Ever miss the days of the typewriter? Every so often I do.
Yes, the benefits from writing with word processing software on a computer are enormous, but typewriters had a few benefits. For one, once you had typed out the work, it was already there for you; no sitting around for hours while waiting for a proof of your 300+ page novel to print out for editing or mailing (which is what I'm doing while writing this).
But more than that, I kind of miss the mechanics of writing with a typewriter. My first typewriter was some foreign brand, a portable manual that was quite dodgy mechanically, but I loved it.
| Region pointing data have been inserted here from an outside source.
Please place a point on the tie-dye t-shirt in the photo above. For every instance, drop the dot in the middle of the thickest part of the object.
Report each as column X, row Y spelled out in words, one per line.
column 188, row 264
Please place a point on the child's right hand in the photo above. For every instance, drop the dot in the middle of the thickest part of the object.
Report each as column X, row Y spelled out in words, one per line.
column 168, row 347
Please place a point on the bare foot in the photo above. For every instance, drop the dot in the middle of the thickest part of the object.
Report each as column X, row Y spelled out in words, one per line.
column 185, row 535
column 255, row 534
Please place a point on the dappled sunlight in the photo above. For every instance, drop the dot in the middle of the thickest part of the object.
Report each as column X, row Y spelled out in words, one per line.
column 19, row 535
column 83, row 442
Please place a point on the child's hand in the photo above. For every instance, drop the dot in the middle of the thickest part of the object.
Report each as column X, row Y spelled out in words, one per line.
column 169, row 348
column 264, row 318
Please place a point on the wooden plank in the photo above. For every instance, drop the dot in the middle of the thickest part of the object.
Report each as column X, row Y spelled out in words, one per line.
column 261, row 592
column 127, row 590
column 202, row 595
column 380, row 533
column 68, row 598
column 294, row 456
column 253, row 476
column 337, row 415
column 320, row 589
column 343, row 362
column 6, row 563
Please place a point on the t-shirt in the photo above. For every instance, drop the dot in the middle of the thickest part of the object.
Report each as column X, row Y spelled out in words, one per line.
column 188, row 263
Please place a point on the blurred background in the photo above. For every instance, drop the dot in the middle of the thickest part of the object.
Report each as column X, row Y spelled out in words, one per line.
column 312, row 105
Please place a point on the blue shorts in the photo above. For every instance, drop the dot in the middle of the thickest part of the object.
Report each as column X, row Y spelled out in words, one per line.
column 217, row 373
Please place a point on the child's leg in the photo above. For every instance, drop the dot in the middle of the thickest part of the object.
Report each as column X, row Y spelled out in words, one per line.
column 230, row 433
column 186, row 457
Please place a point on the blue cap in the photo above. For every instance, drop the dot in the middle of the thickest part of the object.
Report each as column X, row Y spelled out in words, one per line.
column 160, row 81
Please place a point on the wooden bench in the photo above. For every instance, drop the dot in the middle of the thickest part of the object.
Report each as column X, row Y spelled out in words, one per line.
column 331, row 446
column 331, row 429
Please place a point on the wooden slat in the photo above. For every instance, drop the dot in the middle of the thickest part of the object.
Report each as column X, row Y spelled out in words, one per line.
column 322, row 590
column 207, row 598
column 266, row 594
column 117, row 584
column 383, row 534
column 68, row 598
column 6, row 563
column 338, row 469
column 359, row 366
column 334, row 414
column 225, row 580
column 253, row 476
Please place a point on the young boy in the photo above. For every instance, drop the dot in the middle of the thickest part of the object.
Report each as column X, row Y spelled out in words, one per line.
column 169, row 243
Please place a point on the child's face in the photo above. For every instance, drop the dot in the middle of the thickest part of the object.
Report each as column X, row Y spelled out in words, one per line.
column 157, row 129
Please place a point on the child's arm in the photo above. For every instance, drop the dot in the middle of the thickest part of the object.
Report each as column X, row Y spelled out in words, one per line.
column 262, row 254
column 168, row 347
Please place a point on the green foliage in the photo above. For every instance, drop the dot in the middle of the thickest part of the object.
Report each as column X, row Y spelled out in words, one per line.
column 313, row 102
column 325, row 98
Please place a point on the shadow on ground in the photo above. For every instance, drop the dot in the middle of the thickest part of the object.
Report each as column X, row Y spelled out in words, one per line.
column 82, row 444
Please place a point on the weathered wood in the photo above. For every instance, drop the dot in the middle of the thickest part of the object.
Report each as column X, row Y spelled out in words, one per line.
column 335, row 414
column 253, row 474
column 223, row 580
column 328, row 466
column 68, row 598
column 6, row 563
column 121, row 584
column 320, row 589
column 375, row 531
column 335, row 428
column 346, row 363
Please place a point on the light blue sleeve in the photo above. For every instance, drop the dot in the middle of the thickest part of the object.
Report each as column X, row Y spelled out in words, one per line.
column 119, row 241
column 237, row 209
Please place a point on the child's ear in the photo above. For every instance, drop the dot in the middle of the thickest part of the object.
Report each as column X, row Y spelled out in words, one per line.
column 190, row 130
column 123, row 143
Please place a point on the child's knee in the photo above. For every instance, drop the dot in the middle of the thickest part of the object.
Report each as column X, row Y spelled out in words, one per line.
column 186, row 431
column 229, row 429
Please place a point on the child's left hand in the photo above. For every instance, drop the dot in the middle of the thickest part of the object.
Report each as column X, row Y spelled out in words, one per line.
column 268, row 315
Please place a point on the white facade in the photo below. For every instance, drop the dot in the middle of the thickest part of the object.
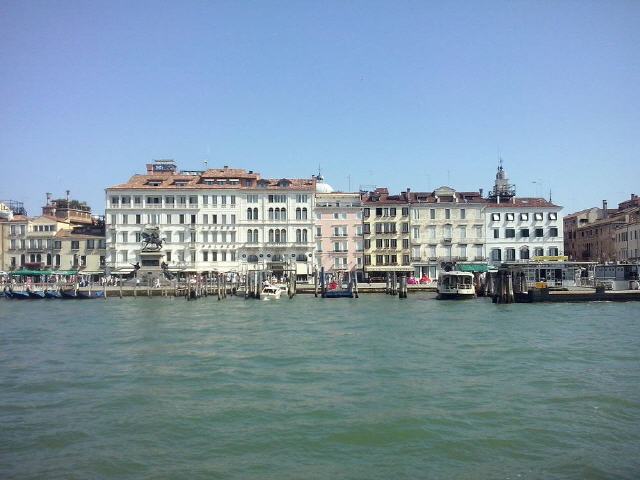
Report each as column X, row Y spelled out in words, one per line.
column 521, row 229
column 446, row 226
column 213, row 221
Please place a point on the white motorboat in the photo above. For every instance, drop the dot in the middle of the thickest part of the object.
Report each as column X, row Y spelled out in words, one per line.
column 270, row 292
column 456, row 285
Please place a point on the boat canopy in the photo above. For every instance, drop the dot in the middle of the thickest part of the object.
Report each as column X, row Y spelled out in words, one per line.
column 472, row 267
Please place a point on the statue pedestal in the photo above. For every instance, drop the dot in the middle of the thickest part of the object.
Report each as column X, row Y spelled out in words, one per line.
column 150, row 268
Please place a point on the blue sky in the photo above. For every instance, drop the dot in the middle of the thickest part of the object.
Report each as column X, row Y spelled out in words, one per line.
column 398, row 94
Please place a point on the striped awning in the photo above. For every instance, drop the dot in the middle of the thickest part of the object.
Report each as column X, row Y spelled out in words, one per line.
column 389, row 268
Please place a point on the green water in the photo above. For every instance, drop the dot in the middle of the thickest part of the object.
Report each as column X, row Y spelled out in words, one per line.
column 309, row 388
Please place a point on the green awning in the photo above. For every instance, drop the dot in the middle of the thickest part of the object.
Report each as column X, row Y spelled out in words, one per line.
column 33, row 273
column 472, row 267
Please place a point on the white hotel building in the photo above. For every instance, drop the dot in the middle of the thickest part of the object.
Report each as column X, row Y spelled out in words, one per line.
column 224, row 220
column 520, row 229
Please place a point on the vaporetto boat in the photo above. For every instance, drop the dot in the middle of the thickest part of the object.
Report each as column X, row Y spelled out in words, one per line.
column 456, row 286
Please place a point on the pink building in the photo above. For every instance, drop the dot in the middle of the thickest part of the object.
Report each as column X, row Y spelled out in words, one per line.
column 338, row 223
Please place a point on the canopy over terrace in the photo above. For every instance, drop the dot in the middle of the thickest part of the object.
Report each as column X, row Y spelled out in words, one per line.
column 33, row 273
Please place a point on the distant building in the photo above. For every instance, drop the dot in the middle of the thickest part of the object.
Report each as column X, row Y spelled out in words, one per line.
column 220, row 219
column 61, row 239
column 446, row 227
column 386, row 233
column 603, row 234
column 519, row 228
column 338, row 223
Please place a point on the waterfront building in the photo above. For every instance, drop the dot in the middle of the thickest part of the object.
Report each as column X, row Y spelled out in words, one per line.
column 627, row 238
column 338, row 224
column 386, row 233
column 221, row 219
column 518, row 228
column 65, row 237
column 447, row 228
column 603, row 234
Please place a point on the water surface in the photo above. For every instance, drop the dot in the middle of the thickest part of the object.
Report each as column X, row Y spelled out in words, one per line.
column 370, row 388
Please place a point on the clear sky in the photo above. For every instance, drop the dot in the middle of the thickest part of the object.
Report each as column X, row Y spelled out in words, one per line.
column 400, row 94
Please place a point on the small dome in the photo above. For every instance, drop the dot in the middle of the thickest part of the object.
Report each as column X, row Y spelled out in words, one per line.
column 322, row 187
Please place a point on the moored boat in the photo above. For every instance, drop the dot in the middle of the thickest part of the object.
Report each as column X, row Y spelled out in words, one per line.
column 456, row 286
column 36, row 294
column 270, row 292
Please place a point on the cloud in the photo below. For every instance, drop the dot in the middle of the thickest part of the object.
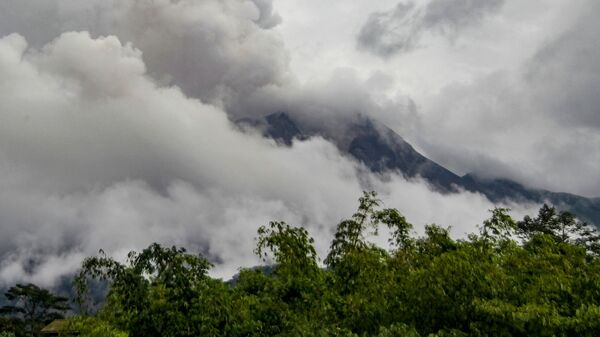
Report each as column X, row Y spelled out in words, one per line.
column 214, row 50
column 538, row 124
column 95, row 153
column 402, row 29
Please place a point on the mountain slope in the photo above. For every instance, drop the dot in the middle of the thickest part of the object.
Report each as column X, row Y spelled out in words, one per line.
column 383, row 150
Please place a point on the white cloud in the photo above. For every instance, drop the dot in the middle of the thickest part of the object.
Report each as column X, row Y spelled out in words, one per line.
column 95, row 154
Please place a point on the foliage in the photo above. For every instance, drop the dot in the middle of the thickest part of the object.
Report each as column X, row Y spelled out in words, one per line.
column 93, row 327
column 535, row 277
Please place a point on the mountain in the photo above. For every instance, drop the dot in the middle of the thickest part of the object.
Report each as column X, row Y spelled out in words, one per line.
column 383, row 150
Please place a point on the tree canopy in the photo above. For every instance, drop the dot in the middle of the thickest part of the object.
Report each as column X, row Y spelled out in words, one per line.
column 539, row 276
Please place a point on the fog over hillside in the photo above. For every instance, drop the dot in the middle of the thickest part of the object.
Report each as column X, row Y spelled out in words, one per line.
column 117, row 117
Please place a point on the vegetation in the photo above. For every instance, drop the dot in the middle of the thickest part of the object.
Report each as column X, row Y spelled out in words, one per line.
column 536, row 277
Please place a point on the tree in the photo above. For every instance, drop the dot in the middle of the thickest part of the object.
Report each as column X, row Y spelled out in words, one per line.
column 157, row 293
column 32, row 307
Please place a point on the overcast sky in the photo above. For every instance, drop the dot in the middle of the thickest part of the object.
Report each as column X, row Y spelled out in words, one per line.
column 115, row 116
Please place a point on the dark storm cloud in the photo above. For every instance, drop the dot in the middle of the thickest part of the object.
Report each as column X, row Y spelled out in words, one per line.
column 402, row 28
column 539, row 125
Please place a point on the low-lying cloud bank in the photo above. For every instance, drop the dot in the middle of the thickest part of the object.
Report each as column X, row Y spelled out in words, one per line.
column 96, row 153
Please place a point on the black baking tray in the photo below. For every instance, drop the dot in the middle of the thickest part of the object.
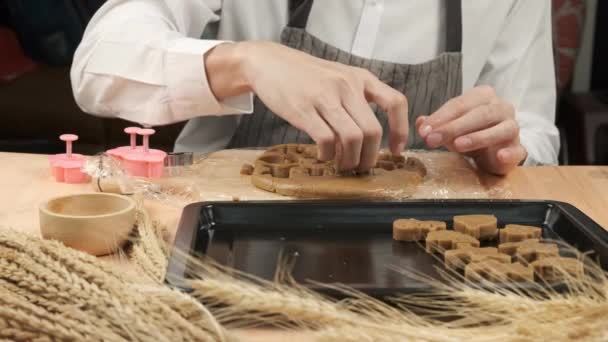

My mom got my second typewriter for me in high school; it was a fancy electric Smith Corona that even had an erase key on it that would allow me to go back and automatically white-out a bad keystroke. Boy, I thought that was big time!
Then, at the age of 18 I entered college, and that's when I discovered Macintoshes. These newfangled computers were far and away better than the Vic 20 and Commodore 64 computers I was familiar with from high school. Since then, I've never looked back and I've never owned another typewriter. My (now old) Smith Corona sits unused in my mom's house five hundred miles a day.
Ah, nostaliga.
1 comment:
I never did and could never do the typewriter thing. Ugh!
I'm the old fogey who still writes by hand. 95% of what I've written/write has been handwriten, then typed into the computer. I flow much faster by hand, it just seems so different trying to work at the computer. And I edit way too much unless I consciously fight the urge not to look back when I'm staring at the screen.
Besides, I consider my type-in to be my first edit then, as I make adjustments and corrections during this time. This makes word processing invaluable.